Por LUSA
A Organização Não-Governamental (ONG) Pathfinder frustrou 126 uniões prematuras em Manica desde 2018, classificando a situação naquela província do centro de Moçambique como preocupante, devido a práticas socioculturais que se perpetuam.
“Sim, é preocupante. A província de Manica é uma das províncias conservadoras, das suas normas socioculturais. Uma das normas socioculturais nocivas que nós sublinhamos é, de facto, a de uniões prematuras”, disse à Lusa o coordenador provincial em Manica daquela ONG, Orlando Ossufo.
Acrescentou que casos de violência e violência baseada no género associados a uniões prematuras são igualmente reportados na província, incluindo a nível sexual e que por vezes “acabam em mutilações” ou morte: “Exatamente porque são questões de enraizamento cultural e social, em que boa parte acredita que, para a resolução dos seus problemas a violência profunda é a solução”.
Desde 2018, a Pathfinder apoiou as autoridades moçambicanas a identificar no terreno e frustrar 126 uniões prematuras, essencialmente nos distritos de Gondola, Macate, Manica e Vanduzi, naquela província, envolvendo raparigas com idades dos 13 aos 18 anos, avançou igualmente.
“Existem normas socioculturais que estão enraizadas na comunidade e que já vêm de décadas, quando uma mulher atinge a menstruação, nos seus 13, 14 anos, para boa parte dessas comunidades, já está pronta para o casamento”, explicou o responsável, destacando que existem zonas onde as uniões prematuras são comparadas a uma “troca de bens, em troca de alguns valores, alguns animais”.
De acordo com a Pathfinder, os homens envolvidos nestas uniões prematuras, ilegais à luz da legislação moçambicana, têm entre 25 e 55 anos.
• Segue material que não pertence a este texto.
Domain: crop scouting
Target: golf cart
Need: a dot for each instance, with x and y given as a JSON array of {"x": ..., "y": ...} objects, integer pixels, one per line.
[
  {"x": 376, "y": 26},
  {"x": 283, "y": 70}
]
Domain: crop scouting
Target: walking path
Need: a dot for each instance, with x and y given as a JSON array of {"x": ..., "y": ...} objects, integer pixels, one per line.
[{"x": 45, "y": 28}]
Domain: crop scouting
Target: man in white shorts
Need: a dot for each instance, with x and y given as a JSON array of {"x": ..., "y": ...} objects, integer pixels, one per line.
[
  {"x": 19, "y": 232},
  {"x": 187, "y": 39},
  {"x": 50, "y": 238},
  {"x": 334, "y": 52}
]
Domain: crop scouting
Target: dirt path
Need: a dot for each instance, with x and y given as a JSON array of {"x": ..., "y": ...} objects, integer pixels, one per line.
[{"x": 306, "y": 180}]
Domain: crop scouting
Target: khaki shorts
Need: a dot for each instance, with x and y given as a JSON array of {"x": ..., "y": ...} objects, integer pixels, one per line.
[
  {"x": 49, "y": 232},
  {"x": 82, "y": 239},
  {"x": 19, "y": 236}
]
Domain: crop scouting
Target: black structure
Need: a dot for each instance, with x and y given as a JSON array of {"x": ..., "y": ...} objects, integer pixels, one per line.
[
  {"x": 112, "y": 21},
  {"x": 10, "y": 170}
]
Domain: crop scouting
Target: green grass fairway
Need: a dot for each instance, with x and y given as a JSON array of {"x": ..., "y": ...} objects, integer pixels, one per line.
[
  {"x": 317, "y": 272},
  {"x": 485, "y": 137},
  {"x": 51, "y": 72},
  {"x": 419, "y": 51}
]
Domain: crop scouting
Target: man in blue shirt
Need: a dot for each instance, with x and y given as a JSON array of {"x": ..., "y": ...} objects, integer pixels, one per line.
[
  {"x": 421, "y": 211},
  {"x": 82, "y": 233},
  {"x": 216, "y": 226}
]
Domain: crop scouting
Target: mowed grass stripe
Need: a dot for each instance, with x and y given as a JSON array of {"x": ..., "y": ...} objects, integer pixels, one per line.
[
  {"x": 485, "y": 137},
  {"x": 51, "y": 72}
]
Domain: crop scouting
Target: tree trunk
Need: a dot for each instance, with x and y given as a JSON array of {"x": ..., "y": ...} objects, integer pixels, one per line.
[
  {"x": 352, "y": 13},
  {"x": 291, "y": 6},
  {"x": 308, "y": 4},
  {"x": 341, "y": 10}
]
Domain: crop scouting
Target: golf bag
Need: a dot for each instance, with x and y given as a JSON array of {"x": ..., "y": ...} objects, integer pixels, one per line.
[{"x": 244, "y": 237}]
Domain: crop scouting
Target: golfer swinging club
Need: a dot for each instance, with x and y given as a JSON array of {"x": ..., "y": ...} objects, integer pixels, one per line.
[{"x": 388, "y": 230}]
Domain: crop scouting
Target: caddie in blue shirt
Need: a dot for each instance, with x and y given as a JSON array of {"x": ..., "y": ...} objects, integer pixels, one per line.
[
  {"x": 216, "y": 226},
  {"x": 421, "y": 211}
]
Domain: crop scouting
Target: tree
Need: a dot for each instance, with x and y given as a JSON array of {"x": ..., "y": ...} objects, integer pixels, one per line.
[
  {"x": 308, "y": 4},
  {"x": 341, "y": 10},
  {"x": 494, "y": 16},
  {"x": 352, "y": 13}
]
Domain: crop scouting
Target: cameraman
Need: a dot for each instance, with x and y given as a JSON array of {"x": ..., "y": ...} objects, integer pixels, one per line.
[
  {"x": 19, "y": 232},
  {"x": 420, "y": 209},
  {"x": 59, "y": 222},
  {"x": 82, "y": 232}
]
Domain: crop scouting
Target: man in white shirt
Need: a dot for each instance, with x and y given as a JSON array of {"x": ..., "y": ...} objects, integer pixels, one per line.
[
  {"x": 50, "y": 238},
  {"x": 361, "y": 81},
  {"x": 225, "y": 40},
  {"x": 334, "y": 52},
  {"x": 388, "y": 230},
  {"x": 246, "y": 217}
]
Apesar da resistência comunitária, o trabalho de identificação das vítimas em Manica tem contado com o apoio de professores, líderes comunitários, escolas, autoridades locais e da polícia.
“Estivemos próximos de sete casos que foram a tribunal, no qual três culminaram com condenações, incluindo a prisão”, exemplificou, sobre a situação só no distrito de Gôndola.
Desde outubro de 2019 que Moçambique tem em vigor a Lei de Prevenção e Combate às Uniões Prematuras, que elimina uniões maritais envolvendo pessoas com menos de 18 anos, punindo com pena de prisão até 12 anos e multa até dois anos o adulto que se casar com uma criança.
A pena é igualmente extensível a adultos que participarem nos preparativos do noivado e a qualquer adulto que aceitar viver numa união arranjada por outras pessoas, quando tenha conhecimento de que o parceiro tem menos de 18 anos.
As sanções estão igualmente previstas para funcionários públicos, líderes religiosos e líderes tradicionais que celebrarem casamentos envolvendo menores de 18 anos, caso em que o servidor público será condenado a pena de até oito anos de cadeia.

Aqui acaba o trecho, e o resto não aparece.